In 2020, the U.S. Supreme Court is scheduled to decide if a presidential elector is free under the Constitution to “vote their conscience” and cast an Electoral College ballot for anyone, ignoring the popular vote of that state.

Electors are the people who physically cast their state’s electoral votes. Colorado and Washington both have laws requiring electors to pledge their votes to the popular vote winner and have empowered state officials to enforce that pledge. The electors have challenged the states’ authority to do this.

Campaign Legal Center (CLC), in partnership with Issue One and Sidley, filed a friend-of-the-court brief with the U.S. Supreme Court on April 8, 2020, arguing that the state laws should be upheld and that the sole function of the presidential electors should be to cast, certify and transmit the vote of the state for president and vice president of the U.S.

The Faithless Elector

In most states, members of the Electoral College are pledged to vote for the candidate that wins the majority of the votes in their state. When an elector fails to vote for the candidate that wins the popular vote in their state, they break faith with the state’s voters.

So far, these votes have not changed the outcome of the election, so the issue has not yet been front and center in voters’ minds.

What’s at Stake

The outcome of this case could put the outcome of a presidential election into the hands of a few anonymous individuals, without legal guidelines on how much money can be spent to influence them.

If the court agrees with the electors brining the lawsuit, the entire Electoral College system will be upended just months before voters go to the polls in the General Election. A ruling to “unbind” presidential electors from their home state voters would create new legal loopholes at the worst possible time.

Numerous federal laws require elected officials and policy makers to follow financial ethics and transparency rules.

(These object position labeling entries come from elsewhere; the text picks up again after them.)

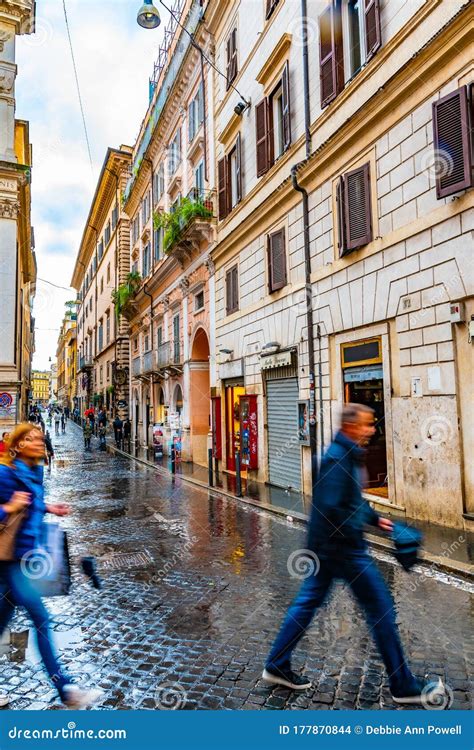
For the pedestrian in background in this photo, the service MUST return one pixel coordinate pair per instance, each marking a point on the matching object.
(87, 430)
(118, 431)
(337, 550)
(21, 492)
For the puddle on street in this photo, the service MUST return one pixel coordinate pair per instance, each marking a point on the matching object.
(22, 647)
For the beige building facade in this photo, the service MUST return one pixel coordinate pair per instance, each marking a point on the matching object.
(17, 258)
(384, 153)
(102, 264)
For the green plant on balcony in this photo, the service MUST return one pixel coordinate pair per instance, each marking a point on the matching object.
(175, 222)
(126, 292)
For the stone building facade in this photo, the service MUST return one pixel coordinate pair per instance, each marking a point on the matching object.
(384, 152)
(17, 258)
(171, 202)
(101, 266)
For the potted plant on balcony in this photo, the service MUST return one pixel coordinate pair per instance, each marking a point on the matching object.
(123, 296)
(174, 223)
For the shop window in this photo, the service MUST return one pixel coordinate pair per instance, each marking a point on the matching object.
(453, 144)
(229, 172)
(277, 277)
(231, 57)
(232, 290)
(354, 210)
(272, 121)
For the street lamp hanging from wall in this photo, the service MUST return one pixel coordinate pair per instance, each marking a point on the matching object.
(148, 16)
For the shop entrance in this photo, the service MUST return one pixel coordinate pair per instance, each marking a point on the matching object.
(363, 384)
(233, 392)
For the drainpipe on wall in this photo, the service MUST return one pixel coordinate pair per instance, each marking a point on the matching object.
(152, 396)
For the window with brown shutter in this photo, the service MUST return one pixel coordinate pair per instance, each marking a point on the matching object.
(354, 209)
(373, 35)
(231, 57)
(330, 53)
(222, 188)
(453, 120)
(232, 290)
(261, 120)
(270, 7)
(277, 277)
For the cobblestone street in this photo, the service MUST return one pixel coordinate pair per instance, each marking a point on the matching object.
(194, 589)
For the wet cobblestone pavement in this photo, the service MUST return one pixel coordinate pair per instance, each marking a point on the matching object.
(195, 587)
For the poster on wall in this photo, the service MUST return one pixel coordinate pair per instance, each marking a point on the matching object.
(7, 406)
(303, 422)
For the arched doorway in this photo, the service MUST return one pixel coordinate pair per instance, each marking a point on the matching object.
(199, 396)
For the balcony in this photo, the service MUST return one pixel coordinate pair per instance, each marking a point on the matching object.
(85, 363)
(170, 356)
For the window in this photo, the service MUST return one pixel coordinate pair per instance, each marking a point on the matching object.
(195, 114)
(453, 145)
(174, 153)
(157, 243)
(232, 290)
(199, 179)
(354, 210)
(270, 7)
(230, 179)
(350, 30)
(199, 301)
(272, 120)
(159, 182)
(231, 67)
(146, 261)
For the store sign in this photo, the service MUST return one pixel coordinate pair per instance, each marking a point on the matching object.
(7, 406)
(279, 359)
(232, 369)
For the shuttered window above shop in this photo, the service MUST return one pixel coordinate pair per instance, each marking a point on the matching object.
(232, 290)
(453, 121)
(277, 277)
(354, 211)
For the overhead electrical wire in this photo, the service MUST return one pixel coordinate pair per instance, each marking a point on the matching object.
(77, 84)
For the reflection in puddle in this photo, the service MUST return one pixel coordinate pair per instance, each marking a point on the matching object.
(22, 646)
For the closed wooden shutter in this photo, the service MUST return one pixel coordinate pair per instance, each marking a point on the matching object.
(373, 36)
(261, 120)
(276, 261)
(357, 210)
(341, 222)
(454, 151)
(285, 88)
(330, 53)
(222, 188)
(238, 167)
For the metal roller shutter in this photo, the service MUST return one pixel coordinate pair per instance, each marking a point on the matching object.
(283, 447)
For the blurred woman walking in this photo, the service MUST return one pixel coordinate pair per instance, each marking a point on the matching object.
(22, 509)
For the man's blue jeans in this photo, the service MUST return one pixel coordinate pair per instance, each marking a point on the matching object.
(370, 590)
(17, 590)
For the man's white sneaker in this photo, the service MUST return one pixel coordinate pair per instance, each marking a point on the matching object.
(76, 698)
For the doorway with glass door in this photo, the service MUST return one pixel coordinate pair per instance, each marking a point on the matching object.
(362, 369)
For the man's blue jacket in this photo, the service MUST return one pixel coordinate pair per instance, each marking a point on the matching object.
(339, 512)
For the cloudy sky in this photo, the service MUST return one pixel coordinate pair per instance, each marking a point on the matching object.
(114, 59)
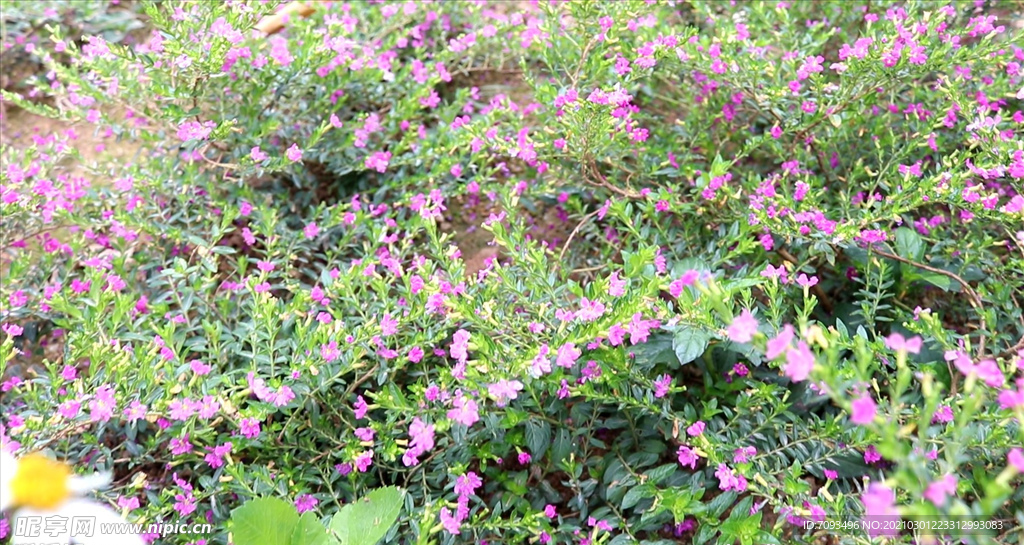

According to CLC’s Adav Noti, writing for The Atlantic, these rules seek to ensure that officials act in the public’s interest rather than for their own financial advantage.

Presidential electors, however, have never been considered true elected officials or policy makers, so these laws do not currently cover them. So there would be nothing stopping wealthy special interests from creating a bidding war to influence electors to cast their vote in favor of their preferred candidate.

For example, electors could legally accept contributions worth millions of dollars in connection with their official duties, and the public would never know. Allowing faithless electors would invite corruption that current federal law is not equipped to prevent.

Unbinding electors would also require states to reconstruct their presidential election procedures, sometimes at great cost. States would need to urgently reconsider every aspect of nominating and selecting their presidential electors.

The legitimacy of American democracy demands that Americans go to the polls with the confidence that their vote will count and that their election system will be free from corruption. However far from perfect the current system may be, the chaos of an unbound Electoral College would be much worse.